I also made use of my brother in law, their only Uncle. It worked as best it could, considering he had some issues, too. I told the truth about the situation as it unfolded. I think it is okay to point out the good and the "traits that may not bring them what they want" in other men. I love my Dad and my brother in law, but when there were characteristics displayed that I hoped my boys would not replicate, I told them why. They generally agreed. One thing I noticed is that my brother often told them it was okay to break my rules. They were allowed to do things with my brother that I would NEVER consider, such as jump into the river or the Lake for a swim, without him, no less! (Now I do not mean a shallow tame little body of water either. We lived near The Blue Water Bridge in MI - they jumped in where freighters, fish, and undertow are all factors!) Uncle Mike took them to them to events, sometimes with his best friend, and the four of them did have fun. My partner, who has made things infinitely easier for me, says that breaking out is just something that guys do, that fathers say, "Don't tell your mom". (hmm maybe so, but if I had a husband, I would not love that.) Still, our boys will end up with primarily our values, so can someone else really change who they will be?

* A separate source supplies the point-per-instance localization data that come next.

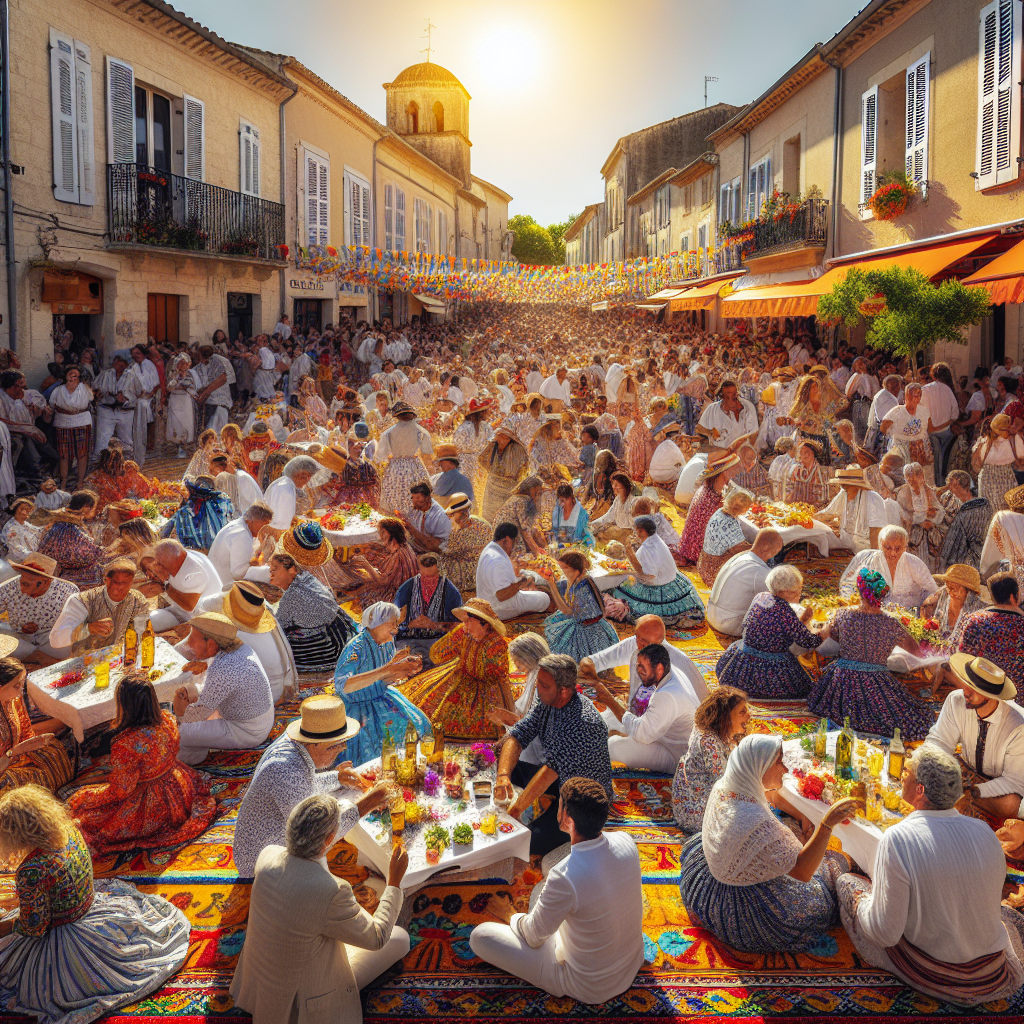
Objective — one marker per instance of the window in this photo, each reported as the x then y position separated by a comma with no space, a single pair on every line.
248,159
999,72
317,188
357,210
74,144
424,215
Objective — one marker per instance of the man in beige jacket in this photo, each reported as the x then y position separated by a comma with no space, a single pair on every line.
309,946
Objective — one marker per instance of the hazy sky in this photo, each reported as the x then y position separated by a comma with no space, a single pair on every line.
554,82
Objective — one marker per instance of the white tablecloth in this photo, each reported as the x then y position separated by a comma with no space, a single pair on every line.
81,707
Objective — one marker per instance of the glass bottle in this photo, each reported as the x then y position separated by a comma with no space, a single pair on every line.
897,756
148,645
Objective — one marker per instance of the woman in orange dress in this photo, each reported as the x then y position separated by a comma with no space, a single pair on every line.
152,800
471,678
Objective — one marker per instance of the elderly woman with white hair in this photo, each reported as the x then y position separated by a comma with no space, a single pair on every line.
908,578
761,664
745,878
367,667
923,516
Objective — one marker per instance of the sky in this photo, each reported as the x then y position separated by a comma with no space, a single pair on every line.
554,82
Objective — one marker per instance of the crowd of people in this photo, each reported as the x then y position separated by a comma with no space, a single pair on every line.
480,449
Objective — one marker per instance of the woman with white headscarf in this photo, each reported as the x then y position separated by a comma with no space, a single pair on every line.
745,878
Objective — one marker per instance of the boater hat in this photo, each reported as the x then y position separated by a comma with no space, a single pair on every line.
322,719
983,676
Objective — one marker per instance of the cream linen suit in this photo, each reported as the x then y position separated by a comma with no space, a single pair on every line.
295,964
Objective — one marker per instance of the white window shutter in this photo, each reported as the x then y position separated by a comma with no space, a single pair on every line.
120,112
918,87
868,143
85,135
195,138
64,118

I would like to suggest that things do happen naturally, sometimes. I had begged for men to participate in my boys lives, and got nowhere. Eventually, my brother in law and his best friend did give my guys a lot of what they craved and needed. I learned, and am still learning that I have to trust that there is something else at work here greater than me. Also, that as good as I had become at managing everything, I did not have to micro manage my boys becoming men; that the process was going to happen on it's own. I believe that as long as we support that process, and believe in it, we will put less stress on ourselves.

So many of the things you said rang true for me as well. Anger outbursts. Disrespect. Yet compliments from others at how well behaved they were. Fear of what now- now that they are bigger than me, taller than me, and very soon will be "able to take me". I have always said, " Don't challenge me. I will win. You may think you can get away with it. (They would run or hit at me) But you better think. You have to sleep some time. AND I decide when you get your driver's license. (and pay for _____)" I also remind them that it is my job to be the drill sarge at times, that it is my job to make sure they learn respect and self discipline. That I would not be doing my job if I let them skate by on less.

Yes, it is a hard process, Ladies, but it is also a very rewarding one. Many nights, I have blamed myself, and felt like a failure. I also committed myself to the process over again immediately. Successful people are only people who have not been afraid to fail. So whether you feel like you are on top of things, or that things are on top of you just now, please know that your boys are worth it. Do something different. Do something fun this weekend, and know that it may feel like it's all on you, but you can trust the process and breathe a sigh of relief. You don't have to do everything, and you don't have to get everything right.
Anonymous


Single Mother's (Single Parent) Raising Sons: http://mothersandsons.blogspot.com/

2 comments:

Anonymous said...

I'M A SINGLE MOM OF FIVE SONS AGES 14, 13, 10, 8, & 8- YES TWINS!!!
IF I LIVE THROUGH THIS, IT'LL BE NOTHING SHORT OF A MIRACLE. NO HELP, NO SUPPORT SYSTEM, NO BREAKS.
IT'S ALL SO BITTERSWEET!

Anonymous said...

hi there single mom of five sons. I am a single mom of just one 14 year old and he tests me to the limits some days! So I just wanted to send you lots and lots of courage, good will and belief that you can do it. It is hellish some days. I don't have any support either, except for the kind words of some good friends, but know that you aren't alone. There are lots of brave, exhausted women clinging to good humour and some inner steel out there. Hopefully some day our sons will thank us for it, by being fine young men. Hang in there!